HARRISON, C. J., and CASTLES, J., concur.

ANGSTMAN, Justice (specially concurring).

Since I disagreed with the majority opinion in the case of In re Fligman's Estate, 113 Mont. 505, 129 Pac. (2d) 627, I concur in the foregoing opinion solely on the ground of stare decisis. The case of In re Harper's Estate, 124 Mont. 52, 218 Pac. (2d) 927, did not reject the holding in the Fligman case as implied in the dissenting opinion of Mr. Justice Adair. The Harper case involved facts entirely different from those here. That case dealt with endowment insurance contracts and not annuities. The contracts had matured during the lifetime of the insured and under the insurance contract the insured had elected to leave the proceeds with the company as an investment at a fixed rate of interest. That was the situation at the time of the death of the insured. The case has nothing to do with the annuity contracts.

ADAIR, Justice (dissenting).

At the date of his death, A.L. Hammerstrom was the owner of two contracts.

"Deferred Refund Annuity Contract" One of these contracts was with The Mutual Life Insurance Company of New York. It was designated as "Annuity No. R 28302." It provided that if the annuitant, A.L. Hammerstrom, were to make certain premium payments for a period of twenty-four years, the insurance company would, at the expiration of that period, pay said annuitant, A.L. Hammerstrom, a monthly income of $100 per month for ten years certain and as long thereafter as the annuitant lives. In the alternative the contract provided *701 that if the annuitant dies prior to the maturity date of the contract, the company would pay to the wife of the annuitant, if living, or to his beneficiaries if the wife be not living, the net cash value of the contract at the death of the annuitant. The above type of contract is recognized as a "Deferred Refund Annuity Contract." It is to be noted that this refund provision provides only for the payment of the net cash value of the contract to the beneficiary.

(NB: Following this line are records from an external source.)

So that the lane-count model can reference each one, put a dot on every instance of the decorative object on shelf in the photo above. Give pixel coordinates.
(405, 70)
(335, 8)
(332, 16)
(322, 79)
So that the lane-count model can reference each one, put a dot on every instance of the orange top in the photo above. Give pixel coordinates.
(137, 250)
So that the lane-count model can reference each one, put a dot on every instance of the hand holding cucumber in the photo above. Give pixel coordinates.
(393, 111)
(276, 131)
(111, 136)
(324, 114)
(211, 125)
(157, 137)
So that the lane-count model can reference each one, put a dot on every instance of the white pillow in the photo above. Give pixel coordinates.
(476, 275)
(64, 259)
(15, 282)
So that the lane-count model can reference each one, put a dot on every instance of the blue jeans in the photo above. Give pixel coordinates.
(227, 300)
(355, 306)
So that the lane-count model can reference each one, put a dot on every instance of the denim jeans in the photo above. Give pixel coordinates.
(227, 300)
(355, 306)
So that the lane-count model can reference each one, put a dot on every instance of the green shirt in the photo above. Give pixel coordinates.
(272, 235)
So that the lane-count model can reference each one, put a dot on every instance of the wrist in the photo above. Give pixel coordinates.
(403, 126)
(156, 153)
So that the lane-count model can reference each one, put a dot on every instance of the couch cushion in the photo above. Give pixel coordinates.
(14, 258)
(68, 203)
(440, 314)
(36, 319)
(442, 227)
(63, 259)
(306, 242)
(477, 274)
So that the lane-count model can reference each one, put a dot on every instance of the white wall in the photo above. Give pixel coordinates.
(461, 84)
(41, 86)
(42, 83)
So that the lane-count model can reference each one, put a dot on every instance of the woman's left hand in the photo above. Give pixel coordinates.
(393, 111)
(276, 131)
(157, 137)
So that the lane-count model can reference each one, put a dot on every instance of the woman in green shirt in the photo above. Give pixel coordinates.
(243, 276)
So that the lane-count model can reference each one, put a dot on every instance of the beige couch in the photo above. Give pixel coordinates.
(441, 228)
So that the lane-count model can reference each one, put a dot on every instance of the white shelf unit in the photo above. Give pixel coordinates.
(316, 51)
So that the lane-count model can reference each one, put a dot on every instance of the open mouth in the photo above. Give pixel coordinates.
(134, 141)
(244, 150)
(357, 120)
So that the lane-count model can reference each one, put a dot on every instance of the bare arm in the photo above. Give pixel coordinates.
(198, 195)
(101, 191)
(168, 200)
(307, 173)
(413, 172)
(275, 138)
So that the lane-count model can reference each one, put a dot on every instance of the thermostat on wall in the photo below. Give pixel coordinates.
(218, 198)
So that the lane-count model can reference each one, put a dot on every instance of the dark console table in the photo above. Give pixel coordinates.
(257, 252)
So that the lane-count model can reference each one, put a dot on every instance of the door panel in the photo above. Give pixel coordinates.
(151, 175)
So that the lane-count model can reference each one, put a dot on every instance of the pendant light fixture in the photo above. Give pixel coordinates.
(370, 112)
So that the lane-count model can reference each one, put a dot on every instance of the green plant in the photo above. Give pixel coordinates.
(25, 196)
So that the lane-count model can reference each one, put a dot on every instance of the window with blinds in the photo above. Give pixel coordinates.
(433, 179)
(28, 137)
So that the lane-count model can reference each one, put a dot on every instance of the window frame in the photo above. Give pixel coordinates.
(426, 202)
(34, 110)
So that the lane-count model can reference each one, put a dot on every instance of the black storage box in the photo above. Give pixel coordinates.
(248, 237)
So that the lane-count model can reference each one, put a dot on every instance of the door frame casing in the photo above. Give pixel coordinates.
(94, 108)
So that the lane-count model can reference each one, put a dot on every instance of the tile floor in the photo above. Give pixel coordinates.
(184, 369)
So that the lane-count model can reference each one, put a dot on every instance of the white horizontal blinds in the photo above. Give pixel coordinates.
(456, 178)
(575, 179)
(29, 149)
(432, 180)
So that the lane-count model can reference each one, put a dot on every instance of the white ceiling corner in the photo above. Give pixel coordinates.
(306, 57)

A.L. Hammerstrom died prior to the annuity taking effect, but after he had paid for some twenty years to the annuity fund. The payment received by the widow was the net cash value of the contract. The contract is so written that this net cash value never exceeds the amount of the premiums paid by the deceased.

"Deferred Survivorship Annuity Policy" The second contract was between the decedent, A.L. Hammerstrom and The Penn Mutual Life Insurance Company of Philadelphia. This contract provided that if A.L. Hammerstrom would pay an annual premium, the company would pay his beneficiary, providing the beneficiary should survive A.L. Hammerstrom by twenty years, $40 a month for life. Hammerstrom, by this contract, was never to get anything personally, the only benefit was to his beneficiary if she should live the required period after Hammerstrom's death. If the beneficiary should die before the period of time has elapsed, the policy expires. There is no refund. This type of policy is known as a Deferred Survivorship Annuity Policy.

From the first contract, being the "Deferred Refund Annuity Contract," the widow received the sum of $9,192, the net cash value at that time. This sum did not exceed the amounts previously paid on the contract. Nothing was received from the second contract and by its provisions nothing will be paid until twenty years after the date of death of A.L. Hammerstrom. This possibility of receipt of benefits was valued at $589.08.

In determining inheritance tax, the above two contracts were not included in the decedent's gross estate.